Je secouai, non la poussière, mais la neige du voyage, au seuil d’un prêtre grec, qui me reçut à son foyer et à sa table, plus que frugale ; car, tombé au milieu de l’un des quatre carêmes du rit grec, j’en dus subir l’austère discipline.

Nulle part le costume albanais des femmes n’a mieux conservé sa pureté primitive ; grâce à un isolement complet, rien d’italien ne s’y est introduit ; ce n’est pas chose facile que de le décrire, car les termes manquent.

Leur coiffure est ce que j’ai vu au monde de plus bizarre. Leurs longs cheveux noirs sont tressés ou plutôt roulés dans des rubans de coton blanc, qu’elles appellent bombacella. Elles les font passer autour du cou et les ramènent derrière la tête, pour leur donner une forme étrange que je ne saurais mieux comparer qu’à un masque d’escrime. C’est ce qu’elles nomment la chescetta.
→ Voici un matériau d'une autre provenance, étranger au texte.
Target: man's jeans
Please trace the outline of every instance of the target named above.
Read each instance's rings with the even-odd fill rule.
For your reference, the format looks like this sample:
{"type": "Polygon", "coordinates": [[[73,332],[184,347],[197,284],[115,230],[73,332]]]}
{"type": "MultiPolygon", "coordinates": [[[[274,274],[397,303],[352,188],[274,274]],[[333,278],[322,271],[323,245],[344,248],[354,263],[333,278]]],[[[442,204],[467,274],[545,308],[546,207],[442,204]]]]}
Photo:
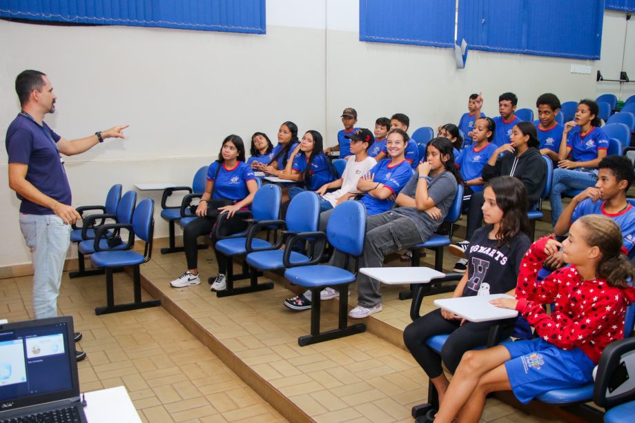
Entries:
{"type": "Polygon", "coordinates": [[[55,215],[20,215],[20,229],[33,259],[33,311],[36,319],[57,315],[57,296],[70,226],[55,215]]]}

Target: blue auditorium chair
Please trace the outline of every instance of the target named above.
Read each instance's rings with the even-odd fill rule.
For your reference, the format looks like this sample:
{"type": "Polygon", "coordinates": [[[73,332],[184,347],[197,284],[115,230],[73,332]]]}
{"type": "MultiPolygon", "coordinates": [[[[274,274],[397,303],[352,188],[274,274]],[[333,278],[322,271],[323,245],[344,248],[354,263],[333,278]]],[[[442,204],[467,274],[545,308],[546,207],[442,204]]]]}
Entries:
{"type": "MultiPolygon", "coordinates": [[[[88,211],[100,211],[100,214],[115,215],[117,213],[117,207],[119,205],[119,200],[121,198],[121,184],[117,184],[110,187],[108,194],[106,195],[106,203],[104,206],[82,206],[75,210],[81,216],[82,226],[79,226],[77,223],[71,225],[70,242],[79,243],[84,240],[81,237],[83,226],[86,226],[86,219],[89,214],[88,211]]],[[[77,222],[79,223],[79,222],[77,222]]],[[[90,230],[86,230],[86,239],[95,239],[95,228],[100,224],[103,224],[104,221],[102,219],[100,224],[92,222],[90,226],[90,230]]],[[[81,277],[83,276],[90,276],[92,275],[101,275],[101,270],[86,270],[86,265],[84,262],[84,257],[80,256],[78,258],[79,270],[77,272],[69,272],[68,277],[71,279],[74,277],[81,277]]]]}
{"type": "Polygon", "coordinates": [[[161,305],[158,299],[142,301],[141,298],[141,272],[139,266],[147,263],[152,257],[153,233],[155,221],[153,218],[154,201],[146,198],[139,202],[133,215],[132,224],[108,224],[101,226],[95,233],[93,249],[95,253],[90,256],[93,266],[104,268],[106,270],[106,306],[97,307],[95,313],[97,315],[148,307],[156,307],[161,305]],[[104,248],[100,244],[108,230],[120,230],[126,229],[128,232],[128,242],[124,248],[114,250],[104,248]],[[145,242],[143,254],[134,251],[135,237],[145,242]],[[134,302],[115,304],[115,288],[113,284],[113,273],[115,268],[133,266],[133,284],[134,302]]]}
{"type": "Polygon", "coordinates": [[[534,121],[534,110],[528,108],[518,109],[514,112],[514,115],[518,117],[521,121],[525,122],[533,122],[534,121]]]}
{"type": "Polygon", "coordinates": [[[554,162],[547,156],[543,156],[545,161],[545,171],[547,173],[547,181],[545,188],[540,193],[540,199],[534,204],[531,209],[527,212],[527,217],[529,219],[529,239],[534,240],[536,235],[536,221],[543,218],[543,200],[549,199],[549,193],[551,192],[551,184],[554,182],[554,162]]]}
{"type": "Polygon", "coordinates": [[[297,344],[304,346],[311,344],[335,340],[366,331],[366,325],[357,324],[348,326],[349,284],[354,282],[359,270],[359,257],[364,252],[366,237],[366,208],[359,201],[345,201],[338,205],[326,225],[326,233],[313,232],[293,235],[284,250],[282,265],[284,277],[295,285],[311,290],[313,299],[311,304],[311,334],[297,338],[297,344]],[[298,264],[292,262],[292,248],[303,244],[308,239],[322,239],[321,247],[317,257],[309,263],[298,264]],[[343,268],[318,264],[324,250],[325,241],[336,250],[346,255],[343,268]],[[349,261],[355,261],[355,272],[347,269],[349,261]],[[340,307],[338,328],[325,332],[320,331],[320,293],[327,286],[337,288],[340,291],[340,307]]]}
{"type": "MultiPolygon", "coordinates": [[[[207,184],[207,170],[209,166],[203,166],[196,171],[194,179],[192,181],[191,188],[189,186],[174,186],[168,188],[163,191],[163,195],[161,198],[161,217],[168,221],[168,228],[169,230],[168,242],[169,246],[161,248],[162,254],[169,254],[170,253],[178,253],[184,251],[184,247],[176,246],[176,240],[175,235],[175,224],[183,218],[192,217],[195,218],[192,213],[186,207],[184,207],[184,203],[192,200],[193,198],[200,198],[200,196],[205,192],[205,186],[207,184]],[[179,206],[168,206],[168,197],[175,193],[184,191],[190,195],[186,196],[179,206]]],[[[189,220],[191,220],[190,219],[189,220]]],[[[199,250],[206,248],[209,246],[206,244],[200,244],[198,245],[199,250]]]]}
{"type": "MultiPolygon", "coordinates": [[[[275,184],[267,184],[259,188],[256,192],[251,205],[251,210],[239,210],[236,212],[235,215],[243,218],[251,217],[250,226],[257,224],[263,221],[275,220],[280,216],[282,197],[282,192],[280,186],[275,184]]],[[[240,275],[233,274],[233,257],[237,255],[244,255],[247,253],[246,241],[249,227],[248,226],[244,233],[223,236],[221,234],[222,233],[223,223],[225,222],[226,216],[226,213],[222,213],[218,217],[218,222],[215,228],[217,241],[214,248],[226,257],[226,268],[227,269],[227,274],[226,281],[227,289],[217,291],[216,295],[217,297],[227,297],[273,288],[273,284],[272,282],[258,284],[258,273],[254,269],[251,269],[248,273],[244,272],[240,275]],[[240,288],[234,287],[235,281],[247,277],[251,279],[250,285],[240,288]]],[[[269,228],[264,226],[260,228],[266,230],[269,228]]],[[[253,233],[253,235],[255,235],[255,233],[253,233]]],[[[253,237],[251,240],[251,246],[256,248],[271,248],[273,244],[268,241],[253,237]]]]}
Les femmes mariées seules ont le droit de porter la chesa, espèce de torche brodée, surmontée d’énormes épingles, dont les têtes plus énormes encore sont sculptées à jour. Mais toutes, femmes ou filles, se chargent de colliers massifs et de boucles d’or d’une dimension monstrueuse.
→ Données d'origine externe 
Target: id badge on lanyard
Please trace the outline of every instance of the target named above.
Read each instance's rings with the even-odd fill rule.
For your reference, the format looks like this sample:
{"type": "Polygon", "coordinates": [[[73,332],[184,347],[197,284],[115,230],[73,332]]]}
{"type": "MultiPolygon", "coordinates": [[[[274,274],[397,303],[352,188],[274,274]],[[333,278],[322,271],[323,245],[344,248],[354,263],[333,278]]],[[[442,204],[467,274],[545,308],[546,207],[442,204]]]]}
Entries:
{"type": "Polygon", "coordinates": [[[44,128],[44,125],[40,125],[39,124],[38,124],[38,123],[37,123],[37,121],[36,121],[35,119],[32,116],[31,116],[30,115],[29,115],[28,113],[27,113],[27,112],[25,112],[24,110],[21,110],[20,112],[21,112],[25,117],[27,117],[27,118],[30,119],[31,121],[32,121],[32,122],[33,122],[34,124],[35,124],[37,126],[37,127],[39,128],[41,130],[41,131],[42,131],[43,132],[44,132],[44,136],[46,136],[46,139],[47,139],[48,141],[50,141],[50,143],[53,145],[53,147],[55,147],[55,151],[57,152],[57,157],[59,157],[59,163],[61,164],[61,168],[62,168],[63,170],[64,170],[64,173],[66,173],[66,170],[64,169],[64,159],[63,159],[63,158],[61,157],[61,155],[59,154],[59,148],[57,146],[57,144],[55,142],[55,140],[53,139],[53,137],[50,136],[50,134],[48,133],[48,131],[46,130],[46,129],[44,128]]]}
Leur habit est tout chamarré. La jupe rouge-feu est bordée de six ou sept larges galons jaunes ou bleus. Leurs manches amples et flottantes tombent à mi-bras, et le corset vert-clair (vulgarida) est le même qu’à San-Demetrio, quoique dessinant des tailles bien moins belles. Des souliers à boucles complètent le costume. Il y a dans cet accoutrement quelque chose d’asiatique.